O programa Acolhe DF superou a marca de 800 atendimentos em menos de um ano de atuação no Distrito Federal. Coordenada pela Secretaria de Justiça e Cidadania (Sejus-DF), a iniciativa vem fortalecendo ações de acolhimento voltadas principalmente à população em situação de rua e a pessoas com dependência de álcool e outras drogas.
Segundo balanço divulgado pela pasta, foram registrados 806 atendimentos até o último dia 20. Desse total, 279 pessoas concordaram voluntariamente em seguir para unidades terapêuticas conveniadas e acompanhadas pelo Governo do Distrito Federal.

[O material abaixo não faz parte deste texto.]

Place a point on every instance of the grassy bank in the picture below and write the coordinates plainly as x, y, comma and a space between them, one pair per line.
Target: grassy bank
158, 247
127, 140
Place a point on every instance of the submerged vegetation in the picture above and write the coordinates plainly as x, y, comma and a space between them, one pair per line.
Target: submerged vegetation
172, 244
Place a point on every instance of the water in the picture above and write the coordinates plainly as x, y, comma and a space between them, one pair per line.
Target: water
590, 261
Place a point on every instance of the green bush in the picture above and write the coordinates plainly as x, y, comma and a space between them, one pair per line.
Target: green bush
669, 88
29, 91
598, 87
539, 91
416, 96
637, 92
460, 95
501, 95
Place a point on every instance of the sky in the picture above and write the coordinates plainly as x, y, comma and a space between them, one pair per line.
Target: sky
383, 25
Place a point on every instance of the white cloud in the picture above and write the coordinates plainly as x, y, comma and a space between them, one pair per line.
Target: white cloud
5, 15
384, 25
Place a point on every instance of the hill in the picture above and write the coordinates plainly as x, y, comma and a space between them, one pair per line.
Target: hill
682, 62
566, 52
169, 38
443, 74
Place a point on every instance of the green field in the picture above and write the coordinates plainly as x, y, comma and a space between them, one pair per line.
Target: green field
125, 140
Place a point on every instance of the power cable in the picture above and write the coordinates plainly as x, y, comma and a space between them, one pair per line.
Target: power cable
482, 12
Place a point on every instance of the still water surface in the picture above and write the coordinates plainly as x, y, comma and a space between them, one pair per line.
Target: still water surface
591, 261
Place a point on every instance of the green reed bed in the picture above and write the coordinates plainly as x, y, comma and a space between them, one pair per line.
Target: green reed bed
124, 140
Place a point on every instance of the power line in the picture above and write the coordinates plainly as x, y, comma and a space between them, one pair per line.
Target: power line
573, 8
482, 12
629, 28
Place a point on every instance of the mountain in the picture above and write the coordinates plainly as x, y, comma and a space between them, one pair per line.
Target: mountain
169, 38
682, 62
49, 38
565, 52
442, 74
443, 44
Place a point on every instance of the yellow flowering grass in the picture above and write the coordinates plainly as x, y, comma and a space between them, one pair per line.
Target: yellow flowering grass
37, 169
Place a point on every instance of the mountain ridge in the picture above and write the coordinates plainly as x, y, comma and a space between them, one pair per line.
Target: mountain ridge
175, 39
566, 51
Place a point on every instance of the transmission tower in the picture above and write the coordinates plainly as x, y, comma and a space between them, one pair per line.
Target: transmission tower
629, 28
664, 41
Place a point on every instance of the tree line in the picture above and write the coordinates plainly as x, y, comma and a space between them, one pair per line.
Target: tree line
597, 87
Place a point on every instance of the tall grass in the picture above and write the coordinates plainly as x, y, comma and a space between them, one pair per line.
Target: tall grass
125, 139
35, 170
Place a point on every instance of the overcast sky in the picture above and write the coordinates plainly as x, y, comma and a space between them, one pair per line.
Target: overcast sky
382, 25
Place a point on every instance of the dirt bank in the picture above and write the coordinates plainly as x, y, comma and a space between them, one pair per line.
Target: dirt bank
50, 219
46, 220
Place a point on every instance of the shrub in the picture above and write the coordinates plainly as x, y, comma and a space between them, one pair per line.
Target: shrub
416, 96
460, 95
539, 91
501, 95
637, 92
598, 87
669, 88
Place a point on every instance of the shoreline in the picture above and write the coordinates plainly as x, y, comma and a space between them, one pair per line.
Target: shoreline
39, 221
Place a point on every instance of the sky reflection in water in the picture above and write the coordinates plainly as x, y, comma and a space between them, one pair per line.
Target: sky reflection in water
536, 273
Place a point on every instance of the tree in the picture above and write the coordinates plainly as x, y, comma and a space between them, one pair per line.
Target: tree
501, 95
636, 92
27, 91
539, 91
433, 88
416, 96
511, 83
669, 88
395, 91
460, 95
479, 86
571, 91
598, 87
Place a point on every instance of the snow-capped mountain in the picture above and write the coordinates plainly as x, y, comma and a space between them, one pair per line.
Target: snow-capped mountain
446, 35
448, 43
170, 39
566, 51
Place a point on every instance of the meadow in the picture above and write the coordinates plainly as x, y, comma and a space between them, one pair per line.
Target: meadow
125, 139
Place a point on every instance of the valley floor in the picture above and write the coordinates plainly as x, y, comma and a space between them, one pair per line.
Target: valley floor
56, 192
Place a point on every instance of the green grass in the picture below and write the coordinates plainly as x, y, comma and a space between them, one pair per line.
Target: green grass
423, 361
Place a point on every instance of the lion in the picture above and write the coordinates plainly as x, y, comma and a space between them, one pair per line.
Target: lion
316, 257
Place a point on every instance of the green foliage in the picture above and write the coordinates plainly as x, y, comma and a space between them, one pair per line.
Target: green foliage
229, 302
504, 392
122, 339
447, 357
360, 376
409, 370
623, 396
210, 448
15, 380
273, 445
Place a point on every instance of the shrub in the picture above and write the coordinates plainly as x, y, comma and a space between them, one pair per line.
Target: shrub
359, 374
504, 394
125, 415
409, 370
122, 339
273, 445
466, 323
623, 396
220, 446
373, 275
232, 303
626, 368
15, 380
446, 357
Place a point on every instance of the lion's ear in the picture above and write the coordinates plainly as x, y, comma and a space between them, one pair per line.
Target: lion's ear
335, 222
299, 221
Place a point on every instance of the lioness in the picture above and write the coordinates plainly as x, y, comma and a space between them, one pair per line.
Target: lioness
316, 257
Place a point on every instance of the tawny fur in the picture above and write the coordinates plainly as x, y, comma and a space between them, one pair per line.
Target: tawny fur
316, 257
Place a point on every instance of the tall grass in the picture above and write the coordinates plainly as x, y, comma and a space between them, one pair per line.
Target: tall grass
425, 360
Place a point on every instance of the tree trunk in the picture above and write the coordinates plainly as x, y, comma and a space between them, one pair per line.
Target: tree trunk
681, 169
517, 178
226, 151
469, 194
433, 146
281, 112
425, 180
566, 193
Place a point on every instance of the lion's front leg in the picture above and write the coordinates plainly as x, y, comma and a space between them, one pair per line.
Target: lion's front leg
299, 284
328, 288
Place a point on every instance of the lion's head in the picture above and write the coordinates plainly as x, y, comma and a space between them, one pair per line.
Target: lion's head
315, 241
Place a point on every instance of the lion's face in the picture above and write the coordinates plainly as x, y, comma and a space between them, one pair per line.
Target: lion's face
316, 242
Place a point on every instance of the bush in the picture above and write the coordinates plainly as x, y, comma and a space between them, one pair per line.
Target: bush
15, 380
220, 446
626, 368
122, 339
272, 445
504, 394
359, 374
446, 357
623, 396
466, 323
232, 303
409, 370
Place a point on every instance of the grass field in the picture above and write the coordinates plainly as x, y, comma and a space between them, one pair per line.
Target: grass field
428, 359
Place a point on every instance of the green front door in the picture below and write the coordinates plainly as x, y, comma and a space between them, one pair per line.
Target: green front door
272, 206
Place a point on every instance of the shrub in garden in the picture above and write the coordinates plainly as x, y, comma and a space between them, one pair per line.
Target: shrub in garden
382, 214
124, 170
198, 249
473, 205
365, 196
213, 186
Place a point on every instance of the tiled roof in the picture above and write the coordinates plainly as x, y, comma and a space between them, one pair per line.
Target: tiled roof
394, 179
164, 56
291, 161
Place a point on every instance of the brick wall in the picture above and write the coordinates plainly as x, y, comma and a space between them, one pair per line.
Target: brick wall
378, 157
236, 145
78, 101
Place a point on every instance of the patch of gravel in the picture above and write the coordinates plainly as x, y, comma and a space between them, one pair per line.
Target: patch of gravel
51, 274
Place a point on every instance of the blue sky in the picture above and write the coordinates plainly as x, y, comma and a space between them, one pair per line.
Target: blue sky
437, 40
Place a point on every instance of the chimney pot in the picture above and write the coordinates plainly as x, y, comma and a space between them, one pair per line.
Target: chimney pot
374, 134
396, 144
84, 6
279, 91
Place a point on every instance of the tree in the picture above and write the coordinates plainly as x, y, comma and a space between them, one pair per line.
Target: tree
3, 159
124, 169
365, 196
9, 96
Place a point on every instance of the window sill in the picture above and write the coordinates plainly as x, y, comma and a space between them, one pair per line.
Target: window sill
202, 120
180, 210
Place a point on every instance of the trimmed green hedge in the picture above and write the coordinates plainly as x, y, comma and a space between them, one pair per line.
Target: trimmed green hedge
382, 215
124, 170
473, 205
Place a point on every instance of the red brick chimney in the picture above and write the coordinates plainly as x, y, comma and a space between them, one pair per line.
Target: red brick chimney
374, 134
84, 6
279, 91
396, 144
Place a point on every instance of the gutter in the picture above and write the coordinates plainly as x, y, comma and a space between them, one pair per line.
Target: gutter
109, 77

Somente nos últimos 30 dias, o programa realizou 106 atendimentos e efetivou 26 encaminhamentos para acolhimento especializado. As ações incluem abordagens sociais, orientação, escuta qualificada e acompanhamento contínuo de pessoas em situação de vulnerabilidade.
As equipes do programa são formadas por profissionais das áreas de assistência social e saúde, que atuam em diferentes regiões administrativas do DF, realizando buscas ativas e oferecendo suporte aos acolhidos. Além do tratamento terapêutico, o trabalho também busca estimular a retomada dos vínculos familiares e a reinserção social.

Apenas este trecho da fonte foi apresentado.